As specifically purposed working sled dogs, Alaskan huskies can be subject to climate or work-specific health conditions that any sled dogs may experience, such as temperature-related bronchitis or bronchopulmonary ailments, also known as "ski asthma".

In 2020, the largest study of "canine hematologic and serum biochemical analytes" to date was published, including within it the largest data set of healthy athlete dogs; the dogs of reference were 4,804 sled dogs training for the Iditarod Trail Sled Dog Race, the overwhelming majority of which were Alaskan huskies. The study found that anti-aging and anti-inflammatory biochemical levels in the dogs increased over time and with training, enhancing the dogs' physical and mental abilities until an average of 6.6 years of age. Despite noted differences in sex, genetic, and age groups in other areas, they were not statistically significant and were outside the scope of the study, making them scientifically inconclusive despite their observance.

== Behavior ==
The behaviors and temperament of the Alaskan husky can vary greatly due to the wide range of genetic backgrounds and bred-purposes within the breed. As with all sled dogs, a desire to pull and run are essential and are of high priority in decisions of breeding. Mental soundness is also important due to the need for dogs to be in close quarters with other dogs while hooked in the team, handled by people for proper care and transportation, and for dogs on racing teams to perform under environments which include trails crowded with spectators and other dog teams.

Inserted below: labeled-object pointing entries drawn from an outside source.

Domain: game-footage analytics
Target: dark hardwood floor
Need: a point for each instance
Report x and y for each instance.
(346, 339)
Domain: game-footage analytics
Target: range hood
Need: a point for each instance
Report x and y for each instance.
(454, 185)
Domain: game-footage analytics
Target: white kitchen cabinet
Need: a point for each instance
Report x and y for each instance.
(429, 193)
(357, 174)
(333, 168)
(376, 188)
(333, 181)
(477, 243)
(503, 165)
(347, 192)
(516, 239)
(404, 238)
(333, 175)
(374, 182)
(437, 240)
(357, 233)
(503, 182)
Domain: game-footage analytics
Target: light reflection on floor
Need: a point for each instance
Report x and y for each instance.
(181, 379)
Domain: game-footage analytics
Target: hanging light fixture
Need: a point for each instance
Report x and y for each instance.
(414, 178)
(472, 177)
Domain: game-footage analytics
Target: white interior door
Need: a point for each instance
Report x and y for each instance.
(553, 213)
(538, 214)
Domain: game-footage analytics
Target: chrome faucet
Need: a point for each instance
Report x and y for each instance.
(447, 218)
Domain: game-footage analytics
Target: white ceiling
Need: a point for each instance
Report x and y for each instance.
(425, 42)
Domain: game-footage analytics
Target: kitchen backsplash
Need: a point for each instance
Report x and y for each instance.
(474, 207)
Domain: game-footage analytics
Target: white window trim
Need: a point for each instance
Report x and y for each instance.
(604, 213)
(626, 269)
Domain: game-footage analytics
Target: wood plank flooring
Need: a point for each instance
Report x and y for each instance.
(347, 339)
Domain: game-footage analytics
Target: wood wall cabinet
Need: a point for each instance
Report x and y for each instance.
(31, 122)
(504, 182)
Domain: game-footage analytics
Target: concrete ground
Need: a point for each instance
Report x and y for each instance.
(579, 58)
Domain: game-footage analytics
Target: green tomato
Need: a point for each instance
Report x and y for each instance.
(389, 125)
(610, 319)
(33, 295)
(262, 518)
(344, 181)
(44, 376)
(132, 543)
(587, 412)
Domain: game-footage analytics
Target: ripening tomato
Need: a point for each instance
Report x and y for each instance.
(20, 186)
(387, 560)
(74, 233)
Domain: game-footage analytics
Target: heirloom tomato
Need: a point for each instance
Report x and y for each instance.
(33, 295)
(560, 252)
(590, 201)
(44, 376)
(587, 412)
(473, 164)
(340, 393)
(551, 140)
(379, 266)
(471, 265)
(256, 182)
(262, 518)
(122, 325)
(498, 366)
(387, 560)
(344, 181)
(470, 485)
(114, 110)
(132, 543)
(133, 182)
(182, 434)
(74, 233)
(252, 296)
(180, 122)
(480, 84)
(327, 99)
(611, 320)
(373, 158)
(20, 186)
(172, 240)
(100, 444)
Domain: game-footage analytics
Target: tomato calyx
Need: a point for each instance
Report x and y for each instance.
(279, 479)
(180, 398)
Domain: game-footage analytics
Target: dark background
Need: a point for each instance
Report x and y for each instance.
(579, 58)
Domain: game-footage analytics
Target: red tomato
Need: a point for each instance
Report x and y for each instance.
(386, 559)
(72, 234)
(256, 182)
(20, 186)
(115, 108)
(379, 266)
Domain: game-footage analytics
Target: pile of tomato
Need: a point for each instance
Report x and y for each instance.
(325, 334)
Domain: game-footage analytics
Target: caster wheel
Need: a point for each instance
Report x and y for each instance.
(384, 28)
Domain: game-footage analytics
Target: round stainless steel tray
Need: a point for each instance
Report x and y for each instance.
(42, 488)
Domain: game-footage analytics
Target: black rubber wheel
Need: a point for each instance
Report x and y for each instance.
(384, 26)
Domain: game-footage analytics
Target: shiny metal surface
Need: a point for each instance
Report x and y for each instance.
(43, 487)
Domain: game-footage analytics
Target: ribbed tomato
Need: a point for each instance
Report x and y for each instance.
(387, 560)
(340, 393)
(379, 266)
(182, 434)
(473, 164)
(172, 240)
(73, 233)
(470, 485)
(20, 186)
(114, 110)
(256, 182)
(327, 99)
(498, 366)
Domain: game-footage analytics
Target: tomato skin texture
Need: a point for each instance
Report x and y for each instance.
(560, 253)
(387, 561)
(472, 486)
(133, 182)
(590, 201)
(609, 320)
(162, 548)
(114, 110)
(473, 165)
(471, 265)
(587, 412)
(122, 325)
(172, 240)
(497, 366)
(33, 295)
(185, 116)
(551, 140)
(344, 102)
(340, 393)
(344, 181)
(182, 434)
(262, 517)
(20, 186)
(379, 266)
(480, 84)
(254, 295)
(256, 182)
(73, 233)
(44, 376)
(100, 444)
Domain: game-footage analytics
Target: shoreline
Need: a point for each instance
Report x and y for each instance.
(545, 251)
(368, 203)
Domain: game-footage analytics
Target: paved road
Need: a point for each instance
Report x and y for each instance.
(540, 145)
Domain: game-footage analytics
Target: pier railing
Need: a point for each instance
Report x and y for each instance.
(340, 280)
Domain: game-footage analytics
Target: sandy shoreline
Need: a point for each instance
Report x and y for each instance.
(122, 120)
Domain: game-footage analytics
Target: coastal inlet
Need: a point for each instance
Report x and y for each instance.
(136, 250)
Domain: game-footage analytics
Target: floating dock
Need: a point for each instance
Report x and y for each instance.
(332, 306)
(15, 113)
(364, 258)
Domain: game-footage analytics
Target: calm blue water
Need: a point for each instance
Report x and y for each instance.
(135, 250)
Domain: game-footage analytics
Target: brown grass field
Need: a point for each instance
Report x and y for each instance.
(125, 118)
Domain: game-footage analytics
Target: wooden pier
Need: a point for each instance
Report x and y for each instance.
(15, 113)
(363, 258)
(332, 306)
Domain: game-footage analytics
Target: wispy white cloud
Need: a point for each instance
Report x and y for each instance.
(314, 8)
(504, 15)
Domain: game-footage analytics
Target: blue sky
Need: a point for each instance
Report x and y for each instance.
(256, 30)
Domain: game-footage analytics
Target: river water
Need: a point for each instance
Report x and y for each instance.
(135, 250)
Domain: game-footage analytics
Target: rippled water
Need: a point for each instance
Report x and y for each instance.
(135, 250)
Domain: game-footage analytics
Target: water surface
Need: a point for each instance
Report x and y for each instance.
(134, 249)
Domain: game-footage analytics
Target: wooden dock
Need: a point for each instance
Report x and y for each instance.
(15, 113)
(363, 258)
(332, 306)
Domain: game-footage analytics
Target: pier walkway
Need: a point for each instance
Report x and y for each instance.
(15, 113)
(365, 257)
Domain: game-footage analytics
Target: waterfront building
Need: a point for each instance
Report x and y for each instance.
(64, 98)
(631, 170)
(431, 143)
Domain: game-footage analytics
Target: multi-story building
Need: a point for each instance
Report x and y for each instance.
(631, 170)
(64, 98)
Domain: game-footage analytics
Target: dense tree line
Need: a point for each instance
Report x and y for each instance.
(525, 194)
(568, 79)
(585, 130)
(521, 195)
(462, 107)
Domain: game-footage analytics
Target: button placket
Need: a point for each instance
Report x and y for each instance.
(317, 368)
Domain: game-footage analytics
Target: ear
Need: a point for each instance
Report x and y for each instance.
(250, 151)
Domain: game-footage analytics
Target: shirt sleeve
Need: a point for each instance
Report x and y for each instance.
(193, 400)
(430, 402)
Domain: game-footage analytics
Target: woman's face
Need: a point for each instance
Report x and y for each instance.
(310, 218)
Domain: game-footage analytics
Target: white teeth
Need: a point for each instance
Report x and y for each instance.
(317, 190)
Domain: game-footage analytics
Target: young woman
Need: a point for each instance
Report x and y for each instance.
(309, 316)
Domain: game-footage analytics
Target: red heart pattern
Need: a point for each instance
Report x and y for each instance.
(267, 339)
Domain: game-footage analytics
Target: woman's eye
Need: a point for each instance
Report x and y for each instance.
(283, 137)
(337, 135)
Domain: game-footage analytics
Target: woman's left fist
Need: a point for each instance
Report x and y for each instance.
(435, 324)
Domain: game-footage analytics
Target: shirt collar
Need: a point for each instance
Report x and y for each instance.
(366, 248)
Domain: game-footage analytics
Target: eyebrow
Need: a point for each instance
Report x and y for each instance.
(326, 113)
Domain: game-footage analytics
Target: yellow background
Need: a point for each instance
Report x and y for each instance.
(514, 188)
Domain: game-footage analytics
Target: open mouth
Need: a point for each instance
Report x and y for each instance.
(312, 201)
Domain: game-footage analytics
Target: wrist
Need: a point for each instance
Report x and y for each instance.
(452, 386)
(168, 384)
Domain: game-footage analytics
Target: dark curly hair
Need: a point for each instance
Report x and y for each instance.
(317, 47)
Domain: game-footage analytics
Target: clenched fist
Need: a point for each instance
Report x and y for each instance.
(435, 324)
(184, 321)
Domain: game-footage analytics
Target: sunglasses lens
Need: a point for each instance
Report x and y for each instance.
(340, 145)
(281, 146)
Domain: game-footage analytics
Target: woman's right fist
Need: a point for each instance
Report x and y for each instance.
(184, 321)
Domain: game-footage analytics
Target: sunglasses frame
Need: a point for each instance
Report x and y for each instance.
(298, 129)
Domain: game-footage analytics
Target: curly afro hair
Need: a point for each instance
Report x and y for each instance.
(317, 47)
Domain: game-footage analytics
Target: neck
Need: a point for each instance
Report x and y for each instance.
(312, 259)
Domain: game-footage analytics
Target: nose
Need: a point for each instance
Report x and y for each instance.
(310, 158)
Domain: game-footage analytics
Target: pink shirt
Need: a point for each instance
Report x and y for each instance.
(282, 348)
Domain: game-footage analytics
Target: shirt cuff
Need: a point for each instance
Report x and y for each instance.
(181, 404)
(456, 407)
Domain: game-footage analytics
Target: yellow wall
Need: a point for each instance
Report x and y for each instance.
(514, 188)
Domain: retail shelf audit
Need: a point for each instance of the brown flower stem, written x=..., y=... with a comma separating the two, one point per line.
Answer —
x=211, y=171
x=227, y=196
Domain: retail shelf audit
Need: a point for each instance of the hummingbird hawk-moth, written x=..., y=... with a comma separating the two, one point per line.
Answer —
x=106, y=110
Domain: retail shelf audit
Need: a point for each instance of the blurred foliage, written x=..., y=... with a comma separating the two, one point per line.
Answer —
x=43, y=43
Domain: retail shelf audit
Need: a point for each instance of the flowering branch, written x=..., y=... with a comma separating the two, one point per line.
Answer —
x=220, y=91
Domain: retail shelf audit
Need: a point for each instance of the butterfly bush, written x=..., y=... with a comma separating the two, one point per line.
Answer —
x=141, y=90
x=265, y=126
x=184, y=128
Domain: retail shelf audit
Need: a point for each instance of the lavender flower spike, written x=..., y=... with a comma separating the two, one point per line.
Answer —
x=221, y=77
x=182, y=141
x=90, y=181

As dogs selectively-bred for their ability as working sled dogs without direct physical feedback from the driver, intelligence and problem solving are highly desired in a specimen and are often marks of talented lead dogs, which are often those with the highest consideration as breeding prospects. Dogs are expected to read the trail and situation through instincts and experience, and thus superior cognitive abilities are often bred into Alaskan husky lines in tandem with physical athletic attributes.

==Motto==
The Alaskan husky is the mascot of Louis E. Dieruff High School in Allentown, Pennsylvania.